Fasting is the laying aside of food for a period of time when the believer is seeking to know God in a deeper experience. It is to be done as an act before God in the privacy of one’s own pursuit of God (Exodus 34:28; 1 Samuel 7:6; 1 Kings 19:8). The sole fast required by the law of Moses was that of the Great Day of Atonement in Leviticus 23:26–32. It is called “the fast” in Acts 27:9. The only other mention of a periodical fast in the Old Testament is in Zechariah 7:1–7; 8:19.

During their captivity, the Jews observed four annual fasts:

  • the fast of the fourth month, kept on the seventeenth day of Tammuz, the anniversary of the capture of Jerusalem by the Chaldeans; to commemorate also the incident recorded Exodus 32:19;  
  • the fast of the fifth month, kept on the ninth of Ab (Numbers. 14:27), to commemorate the burning of the city and temple (Jeremiah 52:12, 13);  
  • the fast of the seventh month, kept on the third of Tisri (2 Kings 25), the anniversary of the murder of Gedaliah (Jeremiah 41:1, 2);  
  • the fast of the tenth month(Jeremiah 52:4; Ezekiel 33:21; 2 Kings 25:1), to commemorate the beginning of the siege of the holy city by Nebuchadnezzar.

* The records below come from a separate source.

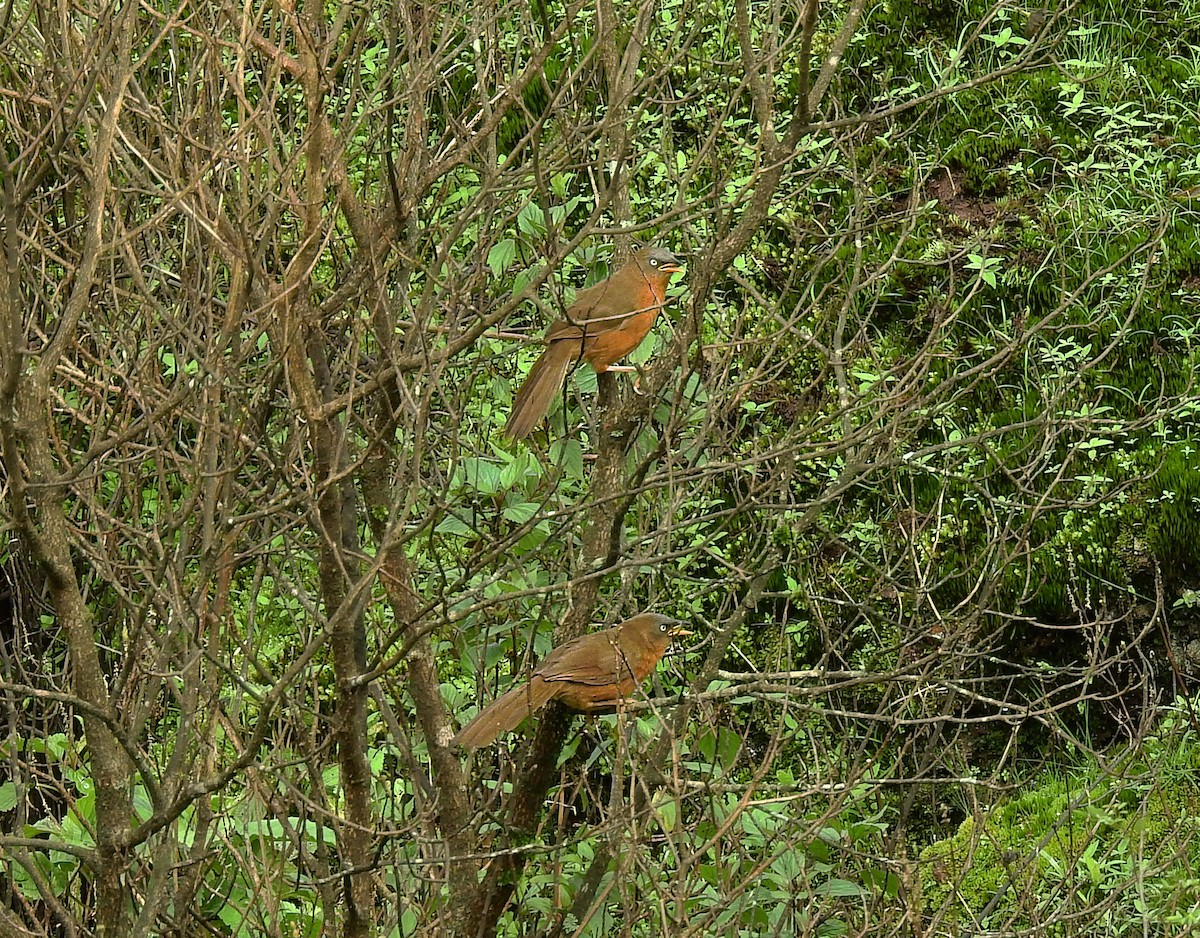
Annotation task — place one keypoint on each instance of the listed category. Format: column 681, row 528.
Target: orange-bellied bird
column 591, row 674
column 605, row 323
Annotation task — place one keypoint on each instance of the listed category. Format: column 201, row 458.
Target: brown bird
column 589, row 674
column 605, row 323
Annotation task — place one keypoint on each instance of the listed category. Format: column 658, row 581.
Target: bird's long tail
column 504, row 714
column 535, row 396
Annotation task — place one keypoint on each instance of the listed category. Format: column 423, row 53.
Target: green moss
column 1074, row 841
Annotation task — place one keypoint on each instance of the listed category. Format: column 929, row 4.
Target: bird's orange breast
column 612, row 344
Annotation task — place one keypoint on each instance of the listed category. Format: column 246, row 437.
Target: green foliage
column 1079, row 839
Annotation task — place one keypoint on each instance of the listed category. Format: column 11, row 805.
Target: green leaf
column 520, row 512
column 502, row 254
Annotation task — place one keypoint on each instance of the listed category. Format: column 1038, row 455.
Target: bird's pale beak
column 677, row 630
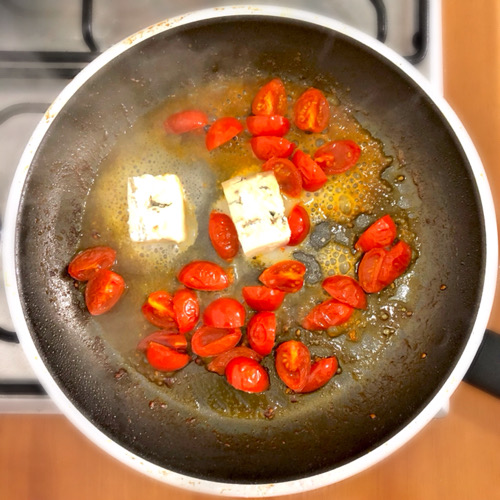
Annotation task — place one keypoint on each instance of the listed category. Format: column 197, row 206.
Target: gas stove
column 43, row 45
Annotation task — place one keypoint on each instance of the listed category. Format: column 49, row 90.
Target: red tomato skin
column 158, row 309
column 293, row 364
column 329, row 313
column 186, row 309
column 311, row 111
column 261, row 332
column 247, row 375
column 224, row 313
column 165, row 359
column 103, row 291
column 299, row 223
column 380, row 234
column 185, row 121
column 263, row 298
column 270, row 99
column 222, row 131
column 336, row 157
column 321, row 372
column 276, row 125
column 210, row 341
column 287, row 276
column 219, row 363
column 88, row 262
column 223, row 235
column 313, row 177
column 346, row 290
column 267, row 147
column 287, row 175
column 204, row 275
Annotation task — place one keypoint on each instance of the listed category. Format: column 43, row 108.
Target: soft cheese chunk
column 257, row 210
column 156, row 208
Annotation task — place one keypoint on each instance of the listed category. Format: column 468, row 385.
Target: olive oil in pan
column 348, row 203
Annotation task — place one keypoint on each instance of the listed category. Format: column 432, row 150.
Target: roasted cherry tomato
column 261, row 332
column 321, row 372
column 369, row 270
column 165, row 359
column 287, row 276
column 247, row 375
column 299, row 223
column 267, row 147
column 287, row 175
column 329, row 313
column 312, row 111
column 86, row 263
column 313, row 177
column 204, row 275
column 380, row 234
column 336, row 157
column 218, row 364
column 158, row 309
column 186, row 309
column 224, row 313
column 262, row 298
column 223, row 235
column 346, row 290
column 185, row 121
column 293, row 364
column 221, row 131
column 395, row 263
column 211, row 341
column 276, row 125
column 270, row 99
column 103, row 291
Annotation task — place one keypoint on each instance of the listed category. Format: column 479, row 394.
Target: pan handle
column 484, row 371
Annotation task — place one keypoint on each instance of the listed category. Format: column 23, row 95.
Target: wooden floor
column 456, row 457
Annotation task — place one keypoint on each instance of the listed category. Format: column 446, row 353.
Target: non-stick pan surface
column 369, row 403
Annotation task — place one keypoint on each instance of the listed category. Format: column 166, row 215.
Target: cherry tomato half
column 186, row 309
column 299, row 223
column 224, row 313
column 276, row 125
column 223, row 235
column 287, row 276
column 185, row 121
column 261, row 332
column 313, row 177
column 346, row 290
column 219, row 363
column 321, row 372
column 165, row 359
column 103, row 291
column 266, row 147
column 222, row 131
column 336, row 157
column 380, row 234
column 293, row 364
column 211, row 341
column 204, row 275
column 329, row 313
column 158, row 309
column 287, row 175
column 247, row 375
column 86, row 263
column 270, row 99
column 262, row 298
column 312, row 111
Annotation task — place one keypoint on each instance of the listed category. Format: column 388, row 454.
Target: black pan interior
column 322, row 431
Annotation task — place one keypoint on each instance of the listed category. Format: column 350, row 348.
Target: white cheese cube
column 257, row 210
column 156, row 208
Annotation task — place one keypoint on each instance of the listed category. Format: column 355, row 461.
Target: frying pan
column 314, row 440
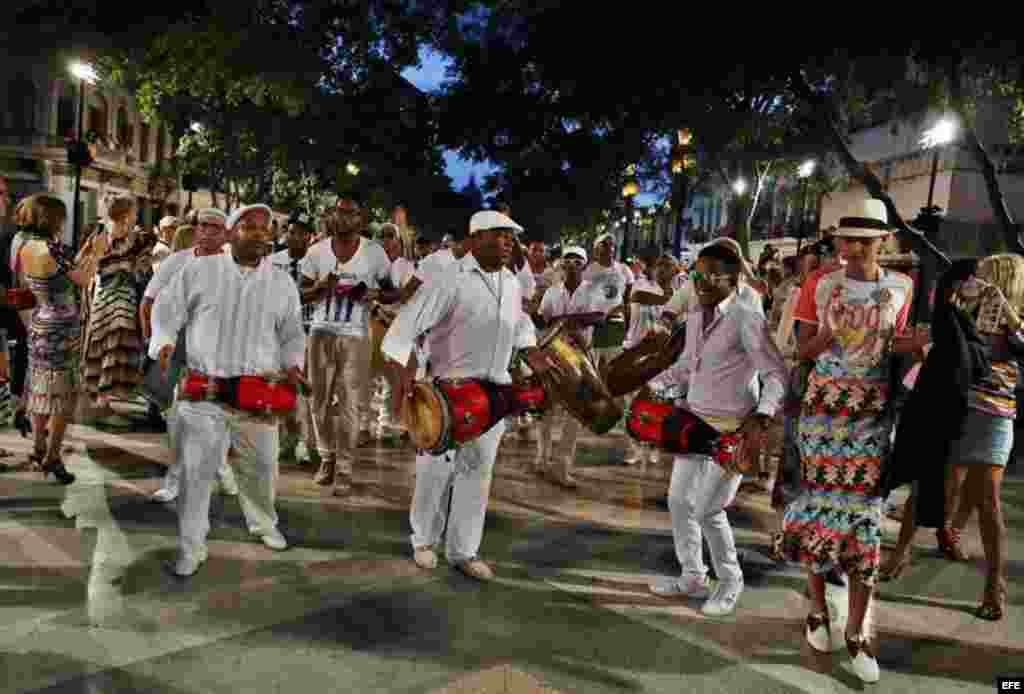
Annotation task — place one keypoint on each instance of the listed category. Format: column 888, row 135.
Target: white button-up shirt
column 240, row 321
column 475, row 320
column 557, row 301
column 720, row 363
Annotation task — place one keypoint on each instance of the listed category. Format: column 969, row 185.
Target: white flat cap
column 488, row 219
column 246, row 209
column 574, row 251
column 211, row 213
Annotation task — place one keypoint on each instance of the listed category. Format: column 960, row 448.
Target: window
column 20, row 104
column 97, row 116
column 143, row 143
column 66, row 112
column 125, row 131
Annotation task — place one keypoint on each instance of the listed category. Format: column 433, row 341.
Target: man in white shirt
column 343, row 274
column 475, row 319
column 210, row 234
column 574, row 297
column 289, row 260
column 243, row 318
column 727, row 347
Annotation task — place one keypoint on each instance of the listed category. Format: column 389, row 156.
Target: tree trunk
column 825, row 111
column 995, row 199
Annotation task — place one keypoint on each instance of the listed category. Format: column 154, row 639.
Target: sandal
column 949, row 545
column 994, row 603
column 894, row 567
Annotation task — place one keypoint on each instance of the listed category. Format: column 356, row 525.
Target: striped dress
column 53, row 345
column 114, row 345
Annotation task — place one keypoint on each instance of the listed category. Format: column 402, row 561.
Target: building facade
column 39, row 112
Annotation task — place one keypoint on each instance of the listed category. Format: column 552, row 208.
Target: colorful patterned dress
column 114, row 345
column 53, row 345
column 845, row 429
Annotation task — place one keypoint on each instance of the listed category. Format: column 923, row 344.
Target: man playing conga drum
column 727, row 344
column 475, row 320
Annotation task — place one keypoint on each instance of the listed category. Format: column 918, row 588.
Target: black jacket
column 934, row 415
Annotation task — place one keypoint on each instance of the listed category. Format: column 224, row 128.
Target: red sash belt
column 249, row 393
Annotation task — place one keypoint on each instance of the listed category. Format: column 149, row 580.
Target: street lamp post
column 805, row 171
column 630, row 189
column 941, row 134
column 85, row 73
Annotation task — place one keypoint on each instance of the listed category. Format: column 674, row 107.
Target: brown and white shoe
column 325, row 476
column 475, row 568
column 425, row 557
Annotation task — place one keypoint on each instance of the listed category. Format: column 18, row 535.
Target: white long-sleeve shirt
column 475, row 320
column 721, row 363
column 241, row 321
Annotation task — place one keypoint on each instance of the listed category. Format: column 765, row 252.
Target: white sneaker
column 681, row 588
column 864, row 663
column 425, row 558
column 187, row 566
column 724, row 600
column 164, row 495
column 272, row 538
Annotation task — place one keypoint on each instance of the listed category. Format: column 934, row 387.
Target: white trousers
column 172, row 479
column 205, row 432
column 698, row 492
column 463, row 475
column 562, row 456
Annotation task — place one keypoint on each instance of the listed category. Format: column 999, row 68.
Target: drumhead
column 425, row 417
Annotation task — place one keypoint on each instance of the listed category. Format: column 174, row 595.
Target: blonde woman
column 44, row 266
column 114, row 345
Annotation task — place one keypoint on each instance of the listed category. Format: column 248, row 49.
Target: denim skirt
column 987, row 439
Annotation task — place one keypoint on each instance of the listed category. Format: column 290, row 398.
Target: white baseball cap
column 488, row 219
column 574, row 251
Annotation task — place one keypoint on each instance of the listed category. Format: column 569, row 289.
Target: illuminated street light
column 84, row 72
column 941, row 133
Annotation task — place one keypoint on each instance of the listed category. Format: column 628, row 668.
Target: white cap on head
column 488, row 219
column 210, row 213
column 243, row 211
column 872, row 222
column 574, row 251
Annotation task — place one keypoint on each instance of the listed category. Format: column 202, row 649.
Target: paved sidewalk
column 86, row 607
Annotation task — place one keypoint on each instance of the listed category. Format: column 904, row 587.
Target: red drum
column 20, row 299
column 249, row 393
column 679, row 431
column 444, row 415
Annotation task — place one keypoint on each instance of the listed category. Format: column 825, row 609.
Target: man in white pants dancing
column 243, row 319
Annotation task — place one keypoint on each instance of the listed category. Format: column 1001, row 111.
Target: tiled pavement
column 86, row 607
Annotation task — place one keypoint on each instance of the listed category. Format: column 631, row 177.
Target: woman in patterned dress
column 845, row 431
column 43, row 265
column 114, row 345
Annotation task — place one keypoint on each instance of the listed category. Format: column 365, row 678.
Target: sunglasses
column 698, row 276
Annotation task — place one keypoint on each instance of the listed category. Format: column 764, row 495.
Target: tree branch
column 825, row 111
column 995, row 199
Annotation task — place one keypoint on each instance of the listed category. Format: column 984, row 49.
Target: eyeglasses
column 698, row 276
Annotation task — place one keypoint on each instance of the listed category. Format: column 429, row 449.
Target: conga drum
column 446, row 414
column 660, row 423
column 576, row 381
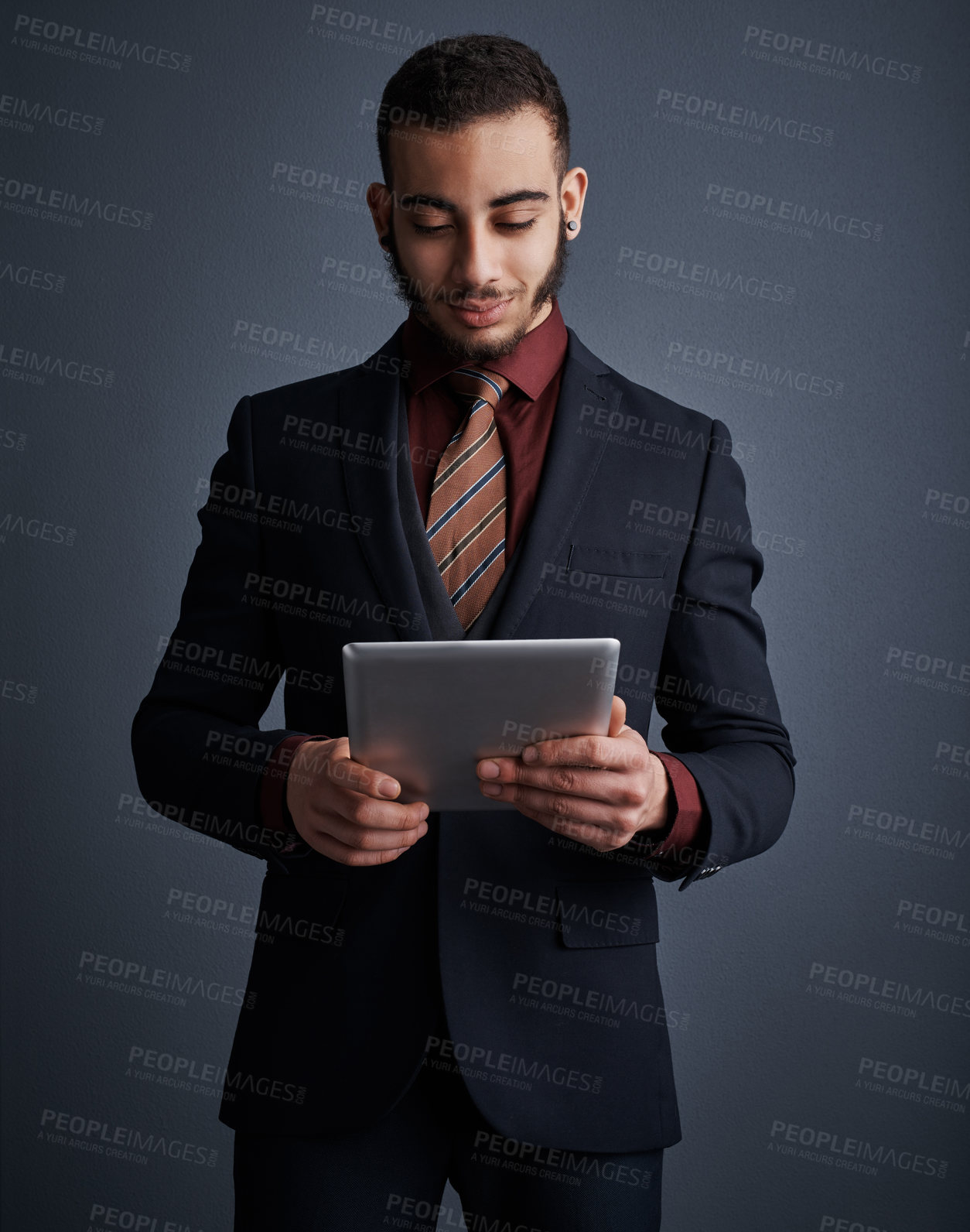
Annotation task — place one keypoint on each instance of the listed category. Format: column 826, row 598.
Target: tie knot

There was, in addition to these, the fast appointed by Esther (Esther 4:16). Public national fasts on account of sin or to supplicate divine favor were sometimes held (1 Samuel 7:6, 2 Chronicles 20:3; Jeremiah 36:6–10; Nehemiah 9:1), as were local fasts (Judges 20:26; 1 Samuel 31:13; 2 Samuel 1:12; 1 Kings 21:9–12; Ezra 8:21–23; Jonah 3:5–9).  

There are many instances of occasional fasting by individuals (1 Samuel 1:7; 20:34; 2 Samuel 3:35; 12:16; 1 Kings 21:27; Ezra 10:6; Nehemiah 1:4; Daniel 10:2, 3). Moses fasted forty days (Exodus 24:18; 34:28), as did Elijah (1 Kings 19:8). Jesus fasted forty days in the wilderness (Matthew 4:2).

Apparently the practice of fasting was lamentably abused (Isaiah 58:4; Jeremiah 14:12; Zechariah 7:5). Jesus rebuked the Pharisees for their hypocritical pretenses in fasting. The early Church often fasted in seeking God’s will for leadership in the local church (Acts 13:2). When the early Church wanted to know the mind of God, there was a time of prayer and fasting. Jesus Himself appointed no specific fast. The early Christians, however, observed the ordinary fasts according to the law of their fathers (Acts 13:3; 14:23; 2 Corinthians 6:5).